In the equation above, v is the final velocity at time t.

=m.(d/t^2).d

In this step you use v=d/t, but the object isn't moving at constant speed v. It starts with speed 0, and increases speed linearly until the end (v). d/t is the average speed which is v/2 for constant acceleration from v=0 to v=v. So v=2d/t.
 
Thanks i got it

i have still one more question related to energy

If a snooker player hits a ball on frictionless surface...he hits with force 6N and ball starts to move with constant velocity say 10m/s and never stops,
how much work is done by the player and how how much energy the ball has.

If we use W=integral(F.dx)
but F=6 at instant t=0 and F=0 for all other values of t
and d=0 at instant t=0 and d is increasing for all other values of t
So the product remains 0

It mean that work done is zero but energy is transferred to ball i.e. 1/2 mv^2
 
Arslan said:
If we use W=integral(F.dx)
but F=6 at instant t=0 and F=0 for all other values of t
and d=0 at instant t=0 and d is increasing for all other values of t
So the product remains 0

It mean that work done is zero but energy is transferred to ball i.e. 1/2 mv^2
No, it means that your model is flawed. You can't exert a force for zero time. ∫Fdt & ∫Fdx will both be greater than zero.
 
Doc Al said:
No, it means that your model is flawed. You can't exert a force for zero time.
Well you can conceptually exert a finite force for zero duration. It won't do anything, however.

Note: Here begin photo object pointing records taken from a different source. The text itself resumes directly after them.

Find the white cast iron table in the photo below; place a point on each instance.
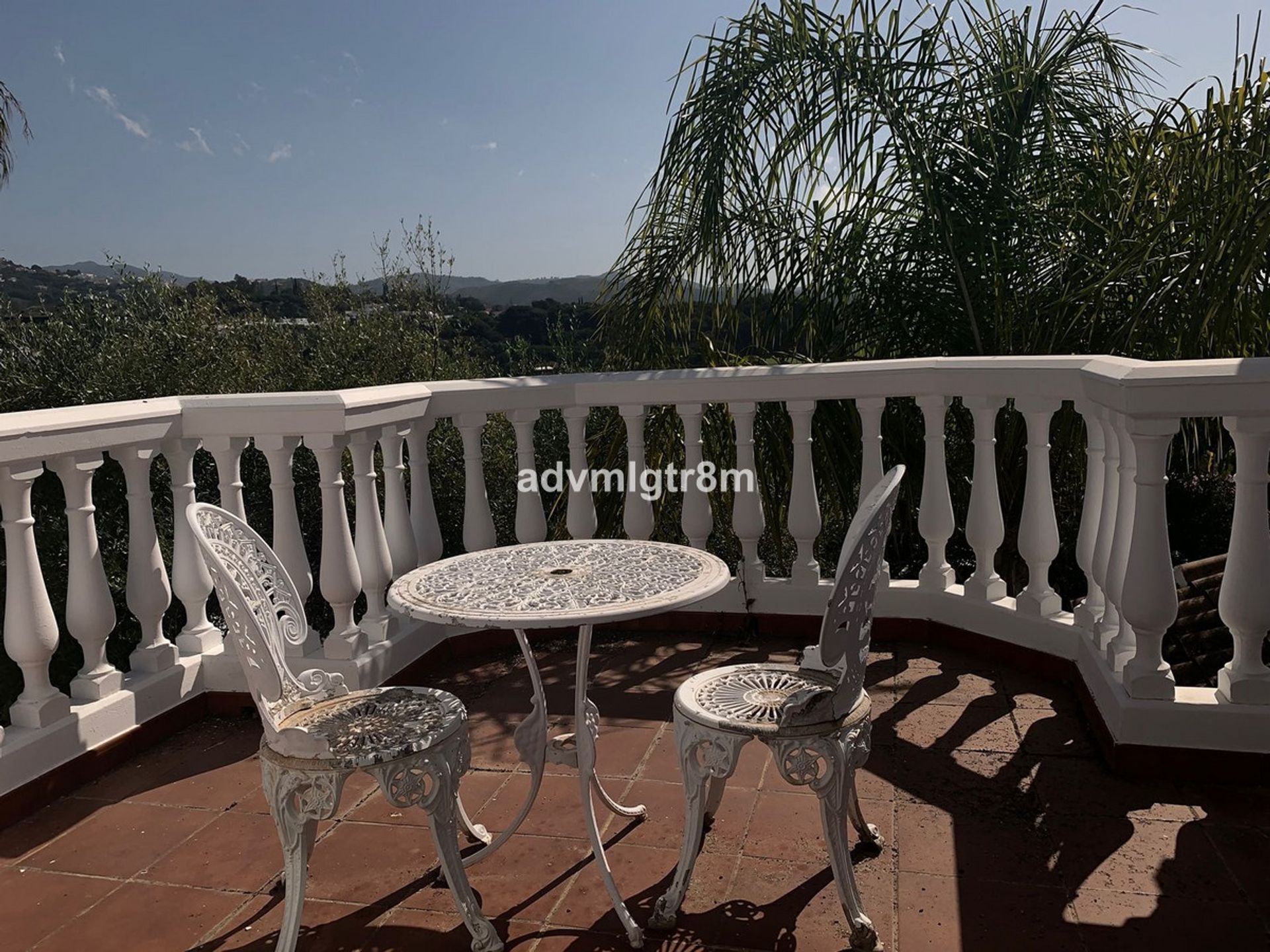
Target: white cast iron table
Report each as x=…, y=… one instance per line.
x=558, y=584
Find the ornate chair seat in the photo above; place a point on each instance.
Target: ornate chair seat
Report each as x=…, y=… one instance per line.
x=375, y=727
x=812, y=716
x=749, y=698
x=318, y=733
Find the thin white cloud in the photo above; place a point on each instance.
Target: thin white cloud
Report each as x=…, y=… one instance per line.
x=101, y=95
x=196, y=143
x=132, y=126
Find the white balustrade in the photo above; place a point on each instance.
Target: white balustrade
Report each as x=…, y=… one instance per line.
x=30, y=625
x=935, y=512
x=697, y=520
x=804, y=512
x=288, y=542
x=531, y=522
x=478, y=522
x=228, y=454
x=1089, y=610
x=371, y=543
x=1130, y=413
x=1109, y=621
x=984, y=527
x=1038, y=528
x=89, y=607
x=581, y=510
x=190, y=582
x=339, y=576
x=148, y=590
x=636, y=510
x=423, y=509
x=870, y=457
x=747, y=507
x=1123, y=644
x=1148, y=592
x=1244, y=602
x=397, y=513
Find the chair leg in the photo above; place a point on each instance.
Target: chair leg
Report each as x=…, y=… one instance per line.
x=476, y=833
x=429, y=779
x=827, y=766
x=298, y=800
x=869, y=833
x=706, y=761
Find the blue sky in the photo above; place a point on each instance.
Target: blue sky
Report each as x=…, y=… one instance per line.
x=262, y=138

You can also apply a rather large but finite force F(t) for a very small period of time δt. Taking ∫Fdt to be the change in momentum Δp and letting δt→0 so that Δp remains constant leads to the idea of impulsive forces. These can yield quite good estimates of the behavior if
  • You don't care about the deformations and such during that time interval δt during which the force is non-zero
  • The changes to the integrated state (position) during that time interval δt are very small
  • That large but finite force F(t) overwhelms all other forces during that time interval.
 
D H said:
Well you can conceptually exert a finite force for zero duration. It won't do anything, however.
True. :wink: